Animal models have been valuable for exploring V. cholerae pathogenicity. Ligated rabbit ileal loops were used to demonstrate that cell-free supernatants from V. cholerae cultures contain an enterotoxic activity (now known to be CT) (De, 1959), however, this model circumvents the normal route of infection. Infant mice have been extremely useful for discovering genes that facilitate or are required for V. cholerae intestinal colonization (Ritchie and Waldor, 2009), such as those enabling production of TCP (Taylor et al., 1987; Herrington et al., 1988). However, one drawback of infant mice is that they do not develop overt diarrhea. In contrast, orogastric infection of cimetidene-treated infant rabbits with V. cholerae routinely leads to CT- and TCP-dependent cholera-like illness (Ritchie et al., 2010).
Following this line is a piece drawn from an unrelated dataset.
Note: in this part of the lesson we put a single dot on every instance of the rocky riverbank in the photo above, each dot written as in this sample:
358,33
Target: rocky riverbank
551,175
A central aim of studies of microbial pathogenesis is to understand how the host environment alters the global pattern of pathogen gene expression (Hsiao and Zhu, 2009). Both genetic and microarray-based high throughput approaches have been used to identify V. cholerae genes induced during infection (Merrell et al., 2002; Xu et al., 2003; Bina et al., 2003; Larocque et al., 2005). Genetic screens, which to date have relied on recombinase-based in vivo expression technology (RIVET), have been limited by bottle-necks in the host and a requirement that in vivo induced genes be transcriptionally silent in vitro, which hampered assessment of whether the TCP biosynthesis genes are induced in vivo (Lombardo et al., 2007). RIVET-based screens also do not allow for detection of genes that are transcriptionally silenced during infection. Fluorescent reporter based screens are useful for monitoring repression of gene expression in vivo but have been less useful in identifying in vivo induced genes (Hsiao et al., 2009). In contrast, microarray-based studies can detect both increases and decreases in gene expression during infection; however, microarrays usually do not contain complete representations of the genome (Merrell et al., 2002; Xu et al., 2003; Bina et al., 2003; Larocque et al., 2005). For example, all of the microarrays that have been used to analyze the V. cholerae transcriptome did not enable detection of non-coding RNAs. Furthermore, it is often difficult to compare microarray results that come from different laboratories as different approaches have been used to analyze data.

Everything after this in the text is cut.